Whenever we feel that there is difference of opinion, the first thing we should attempt to do is to sit and start talking it all over again going at the root cause and sharing our perception and opinion about the issue and then let the other party present his/her opinion. When both the parties are done then we should list out the pros and cons and discuss them openly. Discussion leads to solution whereas avoidance leads to distortions. As the saying goes ‘a lot can be resolved over a cup of coffee.’ There isn’t anything that can’t be solved – the need is to initiate to resolve, the willingness to talk with an open mindset and with a neutral perspective. The readiness to see that other person might be right. The neutrality is difficult but at the same time it is necessary to see things from neutral end without attaching any emotion or distortions to it. With this mindset we would be able to resolve a conflict in an effective manner and strengthen the relationship further.

Communicate yourself: My gut feeling says that communication is the most important element in building a positive mindset and enhancing the intimacy in a relationship.
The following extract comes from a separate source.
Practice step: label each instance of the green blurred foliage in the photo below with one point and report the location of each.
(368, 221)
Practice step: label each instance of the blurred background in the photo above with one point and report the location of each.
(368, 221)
There have been incidents that people share ‘whenever I ask him to share he says he isn’t comfortable in sharing’ or whenever I try to talk to him he doesn’t tell me anything.’
What we need to see here that one sided communication always leads to dissatisfaction and disappointment. In this context because of communication barrier, the rift increases because the communicator is not receiving any positive response. The other person might feel dejected or ignored. This negative feeling will, in turn, lead to heated discussions and poses a negative impact.

Thus what is most important is to communicate with each other all the time, talk about small things, appreciate each other, talk about the day at work. Do not hesitate to talk about your innermost feelings like fears anxieties. These small talks strengthen the bond. Make sure that the communication remains transparent and open and clear. Two people bond together when they feel there are no secrets or hidden elements amongst them. Such a free flow of communication goes a long way in building up positive relationships.

These attributes have helped me a lot and incorporating them will definitely help in building up a mindset that will lead to positive implications that foster positive bond in a relationship. People are important in our lives and to keep living with them happily we need to make the needed modifications that make living together worthwhile.